When you start to learn about Gaussian processes, you come across the update equations fairly early on. The update equations are fairly intimidating to look at, and are typically dismissed as trivial to derive (for example, Rasmussen and Williams simply point you towards a statistics book from the 1930's, which is neither available online nor in our university library...). I had a go at the derivation, and promptly realised it wasn't trivial at all from a cold start.

Fortuitously, at the PEN emulators workshop I recently attended, there was an introductory lecture from Jochen Voss, where he went through a univariate case, and then gave us the structure of the derivation for the full multivariate case. Luckily, this gave me the push I needed to try the derivation again, so I went away and filled in the gaps.

So here it is, in all it's glory; the derivation of the update equations for Gaussian processes.

The overall endgame of Gaussian process regression is to write down a conditional distribution \(P(y_p | y_t)\) for a set of predicted outputs \(y_p\) given a set of training (observed) outputs \(y_t\). By the product rule

$$ P(y_p|y_t) = \frac{P(y_p,y_t)}{P(y_t)} $$

Since we have a constant set of data, \(P(y_t)\) is just a constant in this expression.
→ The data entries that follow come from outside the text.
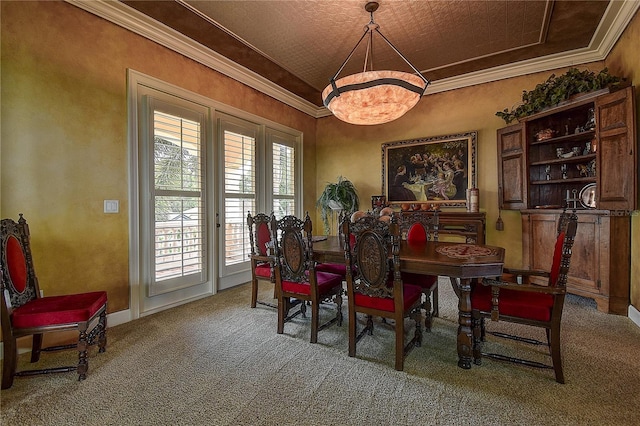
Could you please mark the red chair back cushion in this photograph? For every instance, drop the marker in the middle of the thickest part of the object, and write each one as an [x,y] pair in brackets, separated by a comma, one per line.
[264,236]
[16,264]
[557,257]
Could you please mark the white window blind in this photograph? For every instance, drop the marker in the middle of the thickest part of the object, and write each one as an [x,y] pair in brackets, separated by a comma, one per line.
[284,173]
[240,193]
[177,194]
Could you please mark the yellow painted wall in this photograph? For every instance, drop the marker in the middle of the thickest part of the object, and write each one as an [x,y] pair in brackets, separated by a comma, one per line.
[624,59]
[64,136]
[466,109]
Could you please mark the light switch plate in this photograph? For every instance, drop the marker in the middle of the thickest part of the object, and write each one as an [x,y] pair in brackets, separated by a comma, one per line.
[111,206]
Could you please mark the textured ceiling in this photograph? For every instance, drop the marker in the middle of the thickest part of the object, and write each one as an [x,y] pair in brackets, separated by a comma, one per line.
[301,44]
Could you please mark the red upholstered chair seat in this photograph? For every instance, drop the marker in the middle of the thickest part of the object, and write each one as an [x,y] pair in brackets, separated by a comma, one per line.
[25,313]
[326,282]
[55,310]
[411,293]
[263,270]
[334,268]
[522,304]
[518,296]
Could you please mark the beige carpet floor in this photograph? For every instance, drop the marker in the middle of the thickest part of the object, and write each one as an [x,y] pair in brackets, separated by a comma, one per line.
[218,362]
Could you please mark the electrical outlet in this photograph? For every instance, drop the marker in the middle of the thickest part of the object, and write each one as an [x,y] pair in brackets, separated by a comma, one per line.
[111,206]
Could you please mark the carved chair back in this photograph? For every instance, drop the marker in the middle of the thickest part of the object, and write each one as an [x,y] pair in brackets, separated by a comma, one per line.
[567,226]
[19,282]
[293,247]
[372,255]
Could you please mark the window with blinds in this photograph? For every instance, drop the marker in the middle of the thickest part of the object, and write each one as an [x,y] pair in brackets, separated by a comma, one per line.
[284,183]
[177,194]
[240,193]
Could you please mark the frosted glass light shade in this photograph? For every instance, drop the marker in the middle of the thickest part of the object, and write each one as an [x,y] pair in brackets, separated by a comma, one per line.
[373,97]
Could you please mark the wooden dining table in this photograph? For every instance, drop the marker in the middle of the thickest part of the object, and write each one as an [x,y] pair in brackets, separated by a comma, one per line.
[463,263]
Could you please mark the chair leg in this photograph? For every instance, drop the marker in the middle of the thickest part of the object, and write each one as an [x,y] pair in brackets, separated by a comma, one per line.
[428,316]
[556,356]
[283,308]
[399,344]
[315,313]
[36,347]
[83,363]
[338,300]
[417,336]
[254,292]
[434,302]
[10,361]
[352,332]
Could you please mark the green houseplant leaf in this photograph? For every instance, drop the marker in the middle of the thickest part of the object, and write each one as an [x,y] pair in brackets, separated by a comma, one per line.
[558,89]
[341,195]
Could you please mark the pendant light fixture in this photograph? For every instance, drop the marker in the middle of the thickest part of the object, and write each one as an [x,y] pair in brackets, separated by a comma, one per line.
[373,97]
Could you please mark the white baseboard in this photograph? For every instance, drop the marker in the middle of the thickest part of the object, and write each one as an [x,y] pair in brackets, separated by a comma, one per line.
[113,319]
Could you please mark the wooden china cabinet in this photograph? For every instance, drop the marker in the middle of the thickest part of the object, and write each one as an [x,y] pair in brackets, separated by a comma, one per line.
[582,154]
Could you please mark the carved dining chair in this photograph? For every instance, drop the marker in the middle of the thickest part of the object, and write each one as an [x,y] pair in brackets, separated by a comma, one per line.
[25,313]
[417,227]
[528,303]
[261,267]
[375,286]
[335,268]
[296,277]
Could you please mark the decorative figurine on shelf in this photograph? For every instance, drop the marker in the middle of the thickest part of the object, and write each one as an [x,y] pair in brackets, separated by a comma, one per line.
[571,201]
[591,120]
[584,170]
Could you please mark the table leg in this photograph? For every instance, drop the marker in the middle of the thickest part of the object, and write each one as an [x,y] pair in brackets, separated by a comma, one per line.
[464,323]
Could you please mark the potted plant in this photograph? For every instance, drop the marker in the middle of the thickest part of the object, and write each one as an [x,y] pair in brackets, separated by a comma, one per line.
[340,196]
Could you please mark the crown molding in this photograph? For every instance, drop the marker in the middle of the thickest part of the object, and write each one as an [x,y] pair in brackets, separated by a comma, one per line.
[616,18]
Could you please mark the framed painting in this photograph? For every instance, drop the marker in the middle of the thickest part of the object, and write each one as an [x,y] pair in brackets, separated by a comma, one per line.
[434,170]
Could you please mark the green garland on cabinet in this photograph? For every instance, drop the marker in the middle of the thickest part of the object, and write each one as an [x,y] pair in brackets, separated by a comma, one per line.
[558,89]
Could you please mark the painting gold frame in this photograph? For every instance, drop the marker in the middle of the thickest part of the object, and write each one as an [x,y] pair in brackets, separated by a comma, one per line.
[432,170]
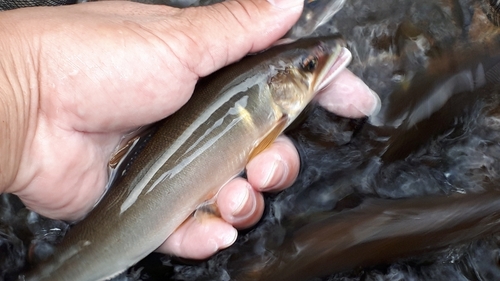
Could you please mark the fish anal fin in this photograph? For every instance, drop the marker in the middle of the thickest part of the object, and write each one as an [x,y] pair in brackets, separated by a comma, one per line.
[270,137]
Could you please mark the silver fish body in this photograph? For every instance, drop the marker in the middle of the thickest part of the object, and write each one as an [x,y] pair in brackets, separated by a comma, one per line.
[232,115]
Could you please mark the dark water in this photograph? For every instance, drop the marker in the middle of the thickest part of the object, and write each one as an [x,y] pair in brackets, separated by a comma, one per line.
[403,50]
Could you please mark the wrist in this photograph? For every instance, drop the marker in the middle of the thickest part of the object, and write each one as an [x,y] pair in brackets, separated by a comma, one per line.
[17,109]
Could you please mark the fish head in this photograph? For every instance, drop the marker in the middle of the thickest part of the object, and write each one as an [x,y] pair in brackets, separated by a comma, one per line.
[304,68]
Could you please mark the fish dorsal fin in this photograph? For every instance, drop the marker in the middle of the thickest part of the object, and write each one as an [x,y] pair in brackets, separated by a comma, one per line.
[269,137]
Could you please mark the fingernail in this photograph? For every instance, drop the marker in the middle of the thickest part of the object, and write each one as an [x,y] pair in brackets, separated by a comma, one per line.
[274,174]
[228,238]
[239,201]
[377,104]
[286,4]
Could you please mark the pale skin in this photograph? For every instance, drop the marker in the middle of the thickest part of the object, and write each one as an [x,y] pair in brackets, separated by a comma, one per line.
[75,79]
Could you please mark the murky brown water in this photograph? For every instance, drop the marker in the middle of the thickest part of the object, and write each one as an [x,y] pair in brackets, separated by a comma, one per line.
[406,51]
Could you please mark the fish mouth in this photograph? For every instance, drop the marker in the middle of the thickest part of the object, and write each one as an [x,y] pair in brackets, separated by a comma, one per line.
[339,63]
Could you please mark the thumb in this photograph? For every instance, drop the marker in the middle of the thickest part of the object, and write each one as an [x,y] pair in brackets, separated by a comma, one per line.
[235,28]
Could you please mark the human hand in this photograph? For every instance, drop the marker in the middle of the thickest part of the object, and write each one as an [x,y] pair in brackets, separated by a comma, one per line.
[79,77]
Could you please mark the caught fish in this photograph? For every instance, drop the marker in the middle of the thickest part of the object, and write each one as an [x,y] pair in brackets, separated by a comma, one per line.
[233,115]
[380,231]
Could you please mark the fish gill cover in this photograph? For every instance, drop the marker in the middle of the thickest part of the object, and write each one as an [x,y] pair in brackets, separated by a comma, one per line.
[410,53]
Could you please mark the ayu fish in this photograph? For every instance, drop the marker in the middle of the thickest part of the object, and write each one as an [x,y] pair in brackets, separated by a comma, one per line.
[376,232]
[233,115]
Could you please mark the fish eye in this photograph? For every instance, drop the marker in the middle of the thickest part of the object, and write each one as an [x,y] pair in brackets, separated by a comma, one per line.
[309,63]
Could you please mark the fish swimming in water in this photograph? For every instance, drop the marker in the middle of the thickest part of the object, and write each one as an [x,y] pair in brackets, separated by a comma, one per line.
[379,231]
[233,115]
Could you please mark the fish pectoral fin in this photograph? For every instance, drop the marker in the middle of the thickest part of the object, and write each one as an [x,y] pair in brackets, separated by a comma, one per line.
[208,209]
[275,131]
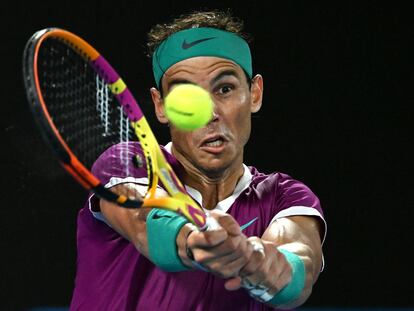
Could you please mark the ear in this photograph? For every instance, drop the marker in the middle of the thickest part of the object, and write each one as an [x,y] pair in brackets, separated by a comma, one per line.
[158,105]
[256,93]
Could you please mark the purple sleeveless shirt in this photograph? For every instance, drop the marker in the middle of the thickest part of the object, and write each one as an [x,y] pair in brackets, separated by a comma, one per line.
[113,275]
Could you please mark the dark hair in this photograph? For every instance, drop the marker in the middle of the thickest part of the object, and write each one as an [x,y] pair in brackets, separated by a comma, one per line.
[215,19]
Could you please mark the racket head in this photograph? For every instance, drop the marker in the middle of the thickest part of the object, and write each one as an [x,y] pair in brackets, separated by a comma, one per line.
[83,108]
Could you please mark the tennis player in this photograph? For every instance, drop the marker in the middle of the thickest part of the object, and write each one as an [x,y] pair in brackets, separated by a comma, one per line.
[268,252]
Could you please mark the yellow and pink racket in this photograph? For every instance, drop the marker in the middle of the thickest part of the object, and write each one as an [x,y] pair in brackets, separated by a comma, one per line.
[83,107]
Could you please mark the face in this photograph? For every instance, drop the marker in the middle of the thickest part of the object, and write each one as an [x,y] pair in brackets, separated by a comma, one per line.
[217,147]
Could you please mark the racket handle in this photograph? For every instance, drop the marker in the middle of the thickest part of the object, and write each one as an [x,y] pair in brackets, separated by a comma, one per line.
[211,224]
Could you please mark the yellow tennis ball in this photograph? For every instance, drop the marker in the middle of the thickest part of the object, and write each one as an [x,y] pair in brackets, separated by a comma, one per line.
[188,107]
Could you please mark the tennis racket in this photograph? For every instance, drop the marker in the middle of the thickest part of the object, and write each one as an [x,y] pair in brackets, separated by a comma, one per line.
[83,107]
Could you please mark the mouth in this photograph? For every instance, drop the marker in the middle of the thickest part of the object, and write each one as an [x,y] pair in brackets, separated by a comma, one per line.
[213,142]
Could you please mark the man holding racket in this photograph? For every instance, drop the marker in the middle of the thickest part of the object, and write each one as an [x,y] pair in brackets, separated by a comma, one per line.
[267,252]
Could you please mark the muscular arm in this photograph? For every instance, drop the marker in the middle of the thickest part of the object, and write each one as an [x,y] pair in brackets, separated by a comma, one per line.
[216,249]
[298,234]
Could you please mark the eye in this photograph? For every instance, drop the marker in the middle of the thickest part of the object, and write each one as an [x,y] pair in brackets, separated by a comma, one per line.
[224,89]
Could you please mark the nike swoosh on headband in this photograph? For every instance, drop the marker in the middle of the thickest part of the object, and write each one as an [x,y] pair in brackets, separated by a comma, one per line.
[186,45]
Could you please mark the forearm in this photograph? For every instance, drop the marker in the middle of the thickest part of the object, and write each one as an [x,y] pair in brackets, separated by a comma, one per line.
[283,272]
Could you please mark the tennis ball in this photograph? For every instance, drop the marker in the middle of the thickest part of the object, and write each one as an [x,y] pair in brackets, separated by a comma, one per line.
[188,107]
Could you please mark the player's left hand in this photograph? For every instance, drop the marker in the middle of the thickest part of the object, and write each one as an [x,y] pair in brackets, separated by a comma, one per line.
[267,267]
[222,252]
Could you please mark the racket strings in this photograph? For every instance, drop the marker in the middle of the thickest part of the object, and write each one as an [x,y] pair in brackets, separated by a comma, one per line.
[79,102]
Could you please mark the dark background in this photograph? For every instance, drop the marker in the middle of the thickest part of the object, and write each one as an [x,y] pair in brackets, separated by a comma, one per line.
[337,113]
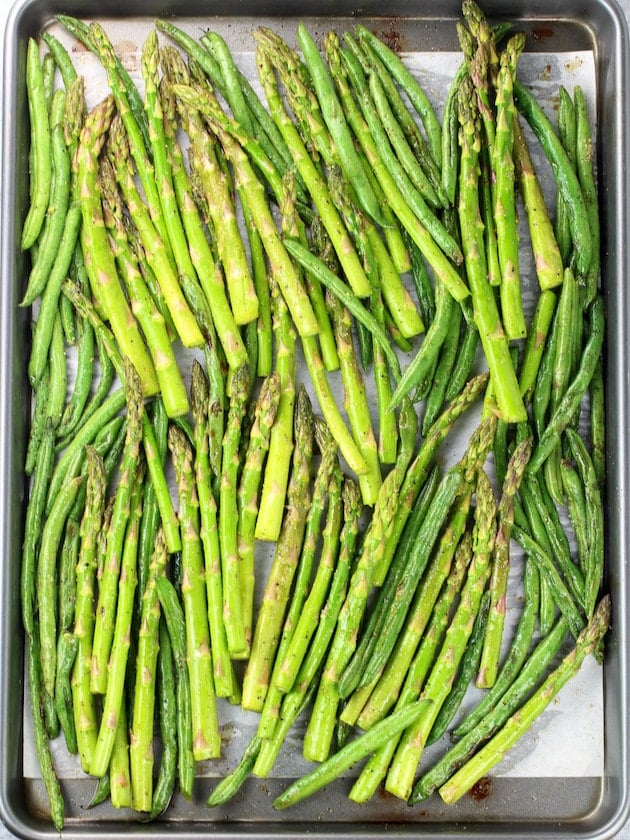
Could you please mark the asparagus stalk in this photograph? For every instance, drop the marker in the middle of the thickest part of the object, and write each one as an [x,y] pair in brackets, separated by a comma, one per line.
[493,752]
[113,705]
[205,728]
[491,331]
[277,589]
[402,770]
[99,260]
[228,518]
[248,490]
[141,730]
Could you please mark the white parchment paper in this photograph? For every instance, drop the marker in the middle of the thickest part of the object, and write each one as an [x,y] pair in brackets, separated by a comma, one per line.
[555,747]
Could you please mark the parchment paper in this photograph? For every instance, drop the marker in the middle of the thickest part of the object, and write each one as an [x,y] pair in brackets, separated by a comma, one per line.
[556,746]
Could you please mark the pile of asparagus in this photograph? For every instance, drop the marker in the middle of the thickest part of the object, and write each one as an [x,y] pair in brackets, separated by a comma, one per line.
[272,239]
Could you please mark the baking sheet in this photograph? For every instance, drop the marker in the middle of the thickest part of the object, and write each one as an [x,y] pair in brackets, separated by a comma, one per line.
[555,747]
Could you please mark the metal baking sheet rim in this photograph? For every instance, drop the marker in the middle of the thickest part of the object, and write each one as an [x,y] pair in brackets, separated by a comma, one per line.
[608,28]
The underlying assumption in Gaussian process regression is that outputs are jointly Gaussian distributed, so that

$$ P(y_p|y_t) \propto P(y_p,y_t) \propto \exp\left[-\frac{1}{2} \left(\begin{array}{c} y_t \ y_p \end{array}\right)^T\Sigma^{-1}\left(\begin{array}{c} y_t \ y_p \end{array}\right)\right] $$

Where \(\Sigma\) is the joint covariance matrix. Remember that under the Gaussian process model we have trained a function which computes the elements of the Covariance matrix purely as a function of the inputs, it is only a function of the outputs \(y_p\) that we're trying to find. We can define the covariance matrix blockwise

$$ \Sigma = \left(\begin{array}{cc} T & C^T \\ C & P \end{array}\right) $$

Where \(T\) is the covariance matrix computed using only the training inputs \(x_t\), \(P\) is the covariance matrix computed using the prediction inputs \(x_p\), and \(C\) is the cross terms (i.e. the covariance \emph{between} \(y_t\) and \(y_p\), computed using \(x_t\) and \(x_p\)). It is a well known result (it's in numerical recipes, or on Wikipedia) that you can blockwise invert a matrix;

$$ \Sigma^{-1} = \left(\begin{array}{cc}T^{-1} + T^{-1}C^T M CT^{-1} & -T^{-1}C^TM \\ -MCT^{-1} & M\end{array}\right) $$

Where \(M = (P-CT^{-1}C^T)^{-1}\). So, we can directly compute our Gaussian density

$$ P(y_p|y_t) \propto \exp\left[-\frac{1}{2} y_t^T(T^{-1} + T^{-1}C^T M CT^{-1})y_t + \frac{1}{2}y_t^T (T^{-1}C^TM)y_p + \frac{1}{2}y_p^T (MCT^{-1})y_t - \frac{1}{2}y_p^TMy_p\right] $$

However, the only thing that isn't a constant here is \(y_p\), so we can drop a bunch of terms (since we're only interested in the density, not absolute values)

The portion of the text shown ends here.